Energy Savings of Variation Aware Sizing
In Figure 8 , the y-axis represents the static power consumed by working ways as a percentage of the total static power of the L3 Cache. Clearly, our method provides satisfying power saving over standard selective ways (for both the average and worst case). Prioritized ways consume an average 28% and 48% less cache static power over the nonvariation aware mean and worst-case scenarios.

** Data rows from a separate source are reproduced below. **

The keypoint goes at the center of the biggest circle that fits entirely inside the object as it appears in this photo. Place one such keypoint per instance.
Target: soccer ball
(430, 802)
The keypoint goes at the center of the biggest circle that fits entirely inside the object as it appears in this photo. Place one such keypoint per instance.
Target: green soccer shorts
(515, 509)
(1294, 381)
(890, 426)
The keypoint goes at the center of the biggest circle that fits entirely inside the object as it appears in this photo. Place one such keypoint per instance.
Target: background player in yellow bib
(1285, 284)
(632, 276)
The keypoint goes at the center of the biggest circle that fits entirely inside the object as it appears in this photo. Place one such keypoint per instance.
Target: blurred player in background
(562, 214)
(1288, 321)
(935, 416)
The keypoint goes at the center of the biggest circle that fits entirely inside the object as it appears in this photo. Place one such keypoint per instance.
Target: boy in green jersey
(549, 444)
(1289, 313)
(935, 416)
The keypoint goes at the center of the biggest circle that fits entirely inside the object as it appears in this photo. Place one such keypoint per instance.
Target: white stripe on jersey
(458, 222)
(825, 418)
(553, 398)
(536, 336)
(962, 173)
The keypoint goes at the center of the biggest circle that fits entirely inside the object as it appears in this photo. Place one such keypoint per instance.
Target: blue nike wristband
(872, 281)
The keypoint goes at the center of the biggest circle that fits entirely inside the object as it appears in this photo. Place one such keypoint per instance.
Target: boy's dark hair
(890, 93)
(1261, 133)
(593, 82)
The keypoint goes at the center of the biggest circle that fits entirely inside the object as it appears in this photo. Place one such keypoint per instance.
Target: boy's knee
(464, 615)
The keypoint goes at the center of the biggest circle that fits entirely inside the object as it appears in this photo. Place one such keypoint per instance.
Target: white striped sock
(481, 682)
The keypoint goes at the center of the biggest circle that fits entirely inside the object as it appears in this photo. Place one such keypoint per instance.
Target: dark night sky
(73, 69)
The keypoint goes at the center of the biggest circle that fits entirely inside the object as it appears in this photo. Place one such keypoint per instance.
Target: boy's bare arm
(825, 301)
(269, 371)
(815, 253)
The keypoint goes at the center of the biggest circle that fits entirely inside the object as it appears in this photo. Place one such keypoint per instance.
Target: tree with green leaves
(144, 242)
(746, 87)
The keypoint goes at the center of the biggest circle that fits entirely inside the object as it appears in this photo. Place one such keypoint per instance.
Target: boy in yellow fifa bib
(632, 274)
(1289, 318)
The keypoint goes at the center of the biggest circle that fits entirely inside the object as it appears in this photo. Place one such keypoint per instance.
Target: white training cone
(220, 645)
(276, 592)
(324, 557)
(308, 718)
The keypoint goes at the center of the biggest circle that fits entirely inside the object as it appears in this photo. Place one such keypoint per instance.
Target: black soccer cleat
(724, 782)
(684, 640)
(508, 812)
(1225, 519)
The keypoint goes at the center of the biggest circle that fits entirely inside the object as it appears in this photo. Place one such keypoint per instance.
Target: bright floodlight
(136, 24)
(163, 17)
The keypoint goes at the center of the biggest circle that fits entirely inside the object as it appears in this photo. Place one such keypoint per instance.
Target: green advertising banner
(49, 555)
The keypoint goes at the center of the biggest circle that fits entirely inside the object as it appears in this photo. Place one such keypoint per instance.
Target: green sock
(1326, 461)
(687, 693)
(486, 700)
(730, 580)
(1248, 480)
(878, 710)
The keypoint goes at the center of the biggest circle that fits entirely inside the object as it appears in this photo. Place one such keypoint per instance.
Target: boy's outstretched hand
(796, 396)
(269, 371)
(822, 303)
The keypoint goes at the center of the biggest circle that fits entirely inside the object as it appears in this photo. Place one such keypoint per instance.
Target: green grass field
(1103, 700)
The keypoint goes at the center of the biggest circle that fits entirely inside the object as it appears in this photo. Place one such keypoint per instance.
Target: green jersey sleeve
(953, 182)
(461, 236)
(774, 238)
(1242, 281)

Results based on the energy-delay metric are presented in Figure 9 . We assume that the cache static leakage power comprises 20% of the total core power consumption and that the dynamic power of the whole core is unchanged when cache ways are closed. We normalize the results to the full cache leakage power. In theory, the best energydelay product achievable is 0.8, when all ways are closed and the performance does not suffer. The results in Figure  9 indicate we can achieve better energy-delay product than mean-unaware case in which all ways are assumed to consume the same amount of power and the worst-case scenario in which the most leaky ways are chosen to stay on. A relevant feature not captured in the above figures is that a single mean leakage current profile cannot represent actual leakage profiles. In certain situations a variation oblivious cache-sizing method could make a faulty decision in closing ways. In addition to picking the wrong physical ways to close, unaware sizing risks choosing the wrong number of ways to close. By taking into account the individual leakage profile of a chip, way prioritization always chooses the best energy-delay sizing.
CONCLUSION
In future technologies, leakage power will comprise a significant portion of the total chip power and the effects of manufacturing variations will be pronounced. This paper is among the first to examine the effects that parameter variation have on cache leakage. Our findings show that spatial variation can have significant influence on the cache leakage profile. In particular, equal areas of the cache may have leakage factors that differ by more than an order of magnitude. We propose way prioritization, a cache organization that considers the leakage profile of a chip and resizes the cache by closing sub-arrays that have higher leakage factors. The result is a substantial energy savings with little impact on complexity or performance. Furthermore, because way prioritization works at the microarchitectural level, it is complementary to existing circuit-level leakage reduction and variation tolerance schemes.